John Jay was born in New York City in 1745. His grandfather, Augustus Jay, had been a French Huguenot who came to America in the 1680s seeking religious freedom. His father, Peter Jay, gained wealth as a merchant, and retired to a farm in Rye, New York, shortly after John was born. Following formal education at King’s College (today Columbia University), Jay began a career as a lawyer. However, as the talk of independence from Great Britain grew, Jay became increasingly involved in public service. He would never return to his law practice.
In 1774, Jay married Sarah Van Brugh Livingston (1756-1802), daughter of the fiery patriot and first governor of the State of New Jersey, William Livingston. Sarah Jay, renowned for her beauty, intelligence, and charm, was a devoted wife and the doting mother of the couple’s five children.
Of all the Founding Fathers, no other filled so many high offices. John Jay served the State of New York as a principal author of its first constitution in 1777, and as its first Chief Justice. He served the nation as President of the Second Continental Congress, Minister Plenipotentiary to Spain during the Revolutionary War, and Secretary for Foreign Affairs under the Articles of Confederation. He was author and key negotiator, with Benjamin Franklin and John Adams, of the Treaty of Paris, which ended the American Revolution. With Alexander Hamilton and James Madison, he wrote the Federalist Papers, arguing for adoption of the United States Constitution. After the ratification of the Constitution, President Washington appointed Jay the first Chief Justice of the United States.
In 1794, at Washington’s bidding, Jay went to England to negotiate a treaty both men knew would be controversial. Although unpopular in its day, the Jay Treaty resolved a number of differences with Great Britain left over from the Revolution, delayed open conflict until the War of 1812. It has been said this treaty cost Jay the chance to succeed Washington as president.
Upon his return to New York from England in 1795, he was elected the state’s second governor, and served two three-year terms. As Governor, he signed the “Act for the Gradual Abolition of Slavery.” In 1801, after twenty-seven years of arduous public service, he decided it was time to retire from public life.
By that year, Jay had acquired, by inheritance and purchase, 750 acres of land near present-day Katonah.

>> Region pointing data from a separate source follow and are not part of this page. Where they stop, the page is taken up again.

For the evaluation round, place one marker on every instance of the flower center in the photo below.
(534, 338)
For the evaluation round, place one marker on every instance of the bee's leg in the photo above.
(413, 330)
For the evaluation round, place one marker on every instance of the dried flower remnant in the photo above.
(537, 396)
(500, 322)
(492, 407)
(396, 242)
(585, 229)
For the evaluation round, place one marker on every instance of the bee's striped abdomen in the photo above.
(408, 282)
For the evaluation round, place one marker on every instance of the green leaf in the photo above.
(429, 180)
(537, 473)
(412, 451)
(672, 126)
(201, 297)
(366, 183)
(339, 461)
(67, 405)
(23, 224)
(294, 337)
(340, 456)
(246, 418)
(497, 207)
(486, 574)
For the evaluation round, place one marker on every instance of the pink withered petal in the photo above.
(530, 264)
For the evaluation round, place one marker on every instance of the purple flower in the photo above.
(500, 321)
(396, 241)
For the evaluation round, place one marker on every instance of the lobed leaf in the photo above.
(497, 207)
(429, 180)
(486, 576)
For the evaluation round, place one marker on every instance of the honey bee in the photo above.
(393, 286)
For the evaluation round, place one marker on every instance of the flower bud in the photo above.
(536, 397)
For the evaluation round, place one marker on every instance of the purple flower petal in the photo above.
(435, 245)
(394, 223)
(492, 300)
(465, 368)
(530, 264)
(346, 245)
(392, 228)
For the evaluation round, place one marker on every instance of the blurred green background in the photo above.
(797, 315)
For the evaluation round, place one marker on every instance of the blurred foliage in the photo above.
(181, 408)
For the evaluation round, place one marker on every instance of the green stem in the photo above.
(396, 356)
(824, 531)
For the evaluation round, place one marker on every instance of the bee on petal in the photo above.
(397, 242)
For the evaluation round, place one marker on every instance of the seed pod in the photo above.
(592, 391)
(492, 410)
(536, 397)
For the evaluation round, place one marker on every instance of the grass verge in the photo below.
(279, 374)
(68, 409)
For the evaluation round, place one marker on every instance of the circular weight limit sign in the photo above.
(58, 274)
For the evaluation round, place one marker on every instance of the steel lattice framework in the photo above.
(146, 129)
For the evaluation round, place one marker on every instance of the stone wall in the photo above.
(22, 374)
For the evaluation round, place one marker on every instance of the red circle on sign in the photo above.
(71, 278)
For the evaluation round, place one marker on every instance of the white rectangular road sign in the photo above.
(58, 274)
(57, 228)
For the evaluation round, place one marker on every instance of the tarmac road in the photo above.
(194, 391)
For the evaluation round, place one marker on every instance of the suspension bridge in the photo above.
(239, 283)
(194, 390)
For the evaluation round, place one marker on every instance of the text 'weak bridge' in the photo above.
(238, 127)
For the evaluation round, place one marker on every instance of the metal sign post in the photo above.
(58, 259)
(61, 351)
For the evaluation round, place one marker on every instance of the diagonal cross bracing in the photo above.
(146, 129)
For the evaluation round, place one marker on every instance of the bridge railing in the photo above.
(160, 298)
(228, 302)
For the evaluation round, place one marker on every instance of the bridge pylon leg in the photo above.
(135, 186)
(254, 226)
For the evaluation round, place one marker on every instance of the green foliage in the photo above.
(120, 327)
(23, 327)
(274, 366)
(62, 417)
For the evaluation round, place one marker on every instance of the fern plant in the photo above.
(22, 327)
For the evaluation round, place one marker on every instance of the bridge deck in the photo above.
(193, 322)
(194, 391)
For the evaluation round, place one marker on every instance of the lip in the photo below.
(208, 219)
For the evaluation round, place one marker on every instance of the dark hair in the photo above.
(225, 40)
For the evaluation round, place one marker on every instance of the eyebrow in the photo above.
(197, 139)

During his second term as governor, Jay had renovations made to his farmhouse in Westchester in preparation for his retirement. He moved there in 1801. His beloved wife Sarah died the following spring, leaving him a widower with his three youngest children still at home. Jay never remarried. He lived in the house until his death in 1829, quietly enjoying his life as a country farmer, keenly interested in agriculture, his family, and his religion. An avid reader of the Bible, Jay served for seven years as President of the American Bible Society.